US signals in Yemen encourage Houthis to push ahead in Marib

The UN envoy to Tehran's visit was considered by observers as tantamount to exposing Iran's role in Yemen but also reserving a seat for Tehran at the negotiating table for a final settlement in Yemen.
Tuesday 09/02/2021
Iran's Foreign Minister Mohammad Javad Zarif (C-L) meets with Martin Griffiths (C-R), special representative of the United Nations' secretary general for Yemen, in Tehran on February 8, 2021. (AFP)
Iran's Foreign Minister Mohammad Javad Zarif (C-L) meets with Martin Griffiths (C-R), special representative of the United Nations' secretary general for Yemen, in Tehran on February 8, 2021. (AFP)

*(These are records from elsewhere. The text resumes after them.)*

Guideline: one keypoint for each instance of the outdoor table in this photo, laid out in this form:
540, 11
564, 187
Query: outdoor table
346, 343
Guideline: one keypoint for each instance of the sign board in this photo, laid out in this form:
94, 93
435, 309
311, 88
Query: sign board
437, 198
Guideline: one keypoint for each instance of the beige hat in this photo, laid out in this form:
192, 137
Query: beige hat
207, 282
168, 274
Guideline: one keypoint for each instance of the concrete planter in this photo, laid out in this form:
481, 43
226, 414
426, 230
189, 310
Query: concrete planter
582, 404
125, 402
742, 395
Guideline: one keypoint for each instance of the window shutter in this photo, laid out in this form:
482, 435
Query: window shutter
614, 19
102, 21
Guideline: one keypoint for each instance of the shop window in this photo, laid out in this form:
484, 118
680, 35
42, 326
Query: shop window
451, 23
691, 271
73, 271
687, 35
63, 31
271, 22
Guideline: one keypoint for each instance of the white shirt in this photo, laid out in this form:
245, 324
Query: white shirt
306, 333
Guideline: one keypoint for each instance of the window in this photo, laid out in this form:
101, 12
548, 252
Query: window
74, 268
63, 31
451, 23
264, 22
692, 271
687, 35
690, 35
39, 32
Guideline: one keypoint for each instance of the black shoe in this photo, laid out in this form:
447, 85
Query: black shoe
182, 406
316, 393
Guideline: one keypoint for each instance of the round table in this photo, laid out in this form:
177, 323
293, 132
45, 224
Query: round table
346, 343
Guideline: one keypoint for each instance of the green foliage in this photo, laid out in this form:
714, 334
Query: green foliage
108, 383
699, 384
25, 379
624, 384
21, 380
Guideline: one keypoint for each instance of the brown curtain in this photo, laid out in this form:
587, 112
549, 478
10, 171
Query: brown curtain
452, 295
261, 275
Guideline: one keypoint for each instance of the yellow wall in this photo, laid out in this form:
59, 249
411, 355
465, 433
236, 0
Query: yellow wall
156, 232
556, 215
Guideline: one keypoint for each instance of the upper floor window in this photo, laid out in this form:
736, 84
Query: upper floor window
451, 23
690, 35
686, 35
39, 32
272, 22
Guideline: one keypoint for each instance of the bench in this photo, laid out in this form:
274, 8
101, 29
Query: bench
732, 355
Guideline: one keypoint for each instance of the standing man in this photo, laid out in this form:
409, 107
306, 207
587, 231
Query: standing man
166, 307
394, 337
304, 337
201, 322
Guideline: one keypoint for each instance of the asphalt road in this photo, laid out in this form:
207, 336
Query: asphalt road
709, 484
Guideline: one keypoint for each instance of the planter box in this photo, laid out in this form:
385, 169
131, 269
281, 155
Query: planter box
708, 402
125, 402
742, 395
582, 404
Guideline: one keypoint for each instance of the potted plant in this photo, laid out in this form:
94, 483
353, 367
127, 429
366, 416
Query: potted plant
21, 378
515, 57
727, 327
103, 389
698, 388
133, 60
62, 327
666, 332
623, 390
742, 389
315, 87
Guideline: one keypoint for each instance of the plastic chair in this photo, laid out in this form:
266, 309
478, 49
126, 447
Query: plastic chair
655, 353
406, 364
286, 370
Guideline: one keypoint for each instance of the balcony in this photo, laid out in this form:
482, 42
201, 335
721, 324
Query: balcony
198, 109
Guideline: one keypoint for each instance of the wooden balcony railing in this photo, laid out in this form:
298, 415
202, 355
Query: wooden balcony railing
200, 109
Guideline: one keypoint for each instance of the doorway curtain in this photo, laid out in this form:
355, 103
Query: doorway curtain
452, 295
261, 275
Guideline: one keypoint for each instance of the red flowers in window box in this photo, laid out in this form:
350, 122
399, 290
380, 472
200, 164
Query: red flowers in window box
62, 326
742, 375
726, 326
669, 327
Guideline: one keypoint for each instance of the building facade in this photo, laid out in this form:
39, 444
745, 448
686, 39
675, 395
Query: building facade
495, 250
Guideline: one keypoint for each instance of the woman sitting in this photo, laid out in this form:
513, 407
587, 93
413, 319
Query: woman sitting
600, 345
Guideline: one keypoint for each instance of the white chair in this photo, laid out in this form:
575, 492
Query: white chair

ADEN - Yemeni political sources told The Arab Weekly that the Iran-backed Houthis are seeking to achieve as many military gains on the ground as possible before a final regional and international position is fleshed out regarding a ceasefire and the push for a political settlement to the Yemeni crisis.

The sources say that the Houthi attack on the strategic governorate of Marib is an attempt by the Houthis to take advantage of US leniency towards Iran and Washington's decision to remove the Yemeni militant group from the list of terrorist organisations, following pressure from the United Nations and affiliated humanitarian organisations.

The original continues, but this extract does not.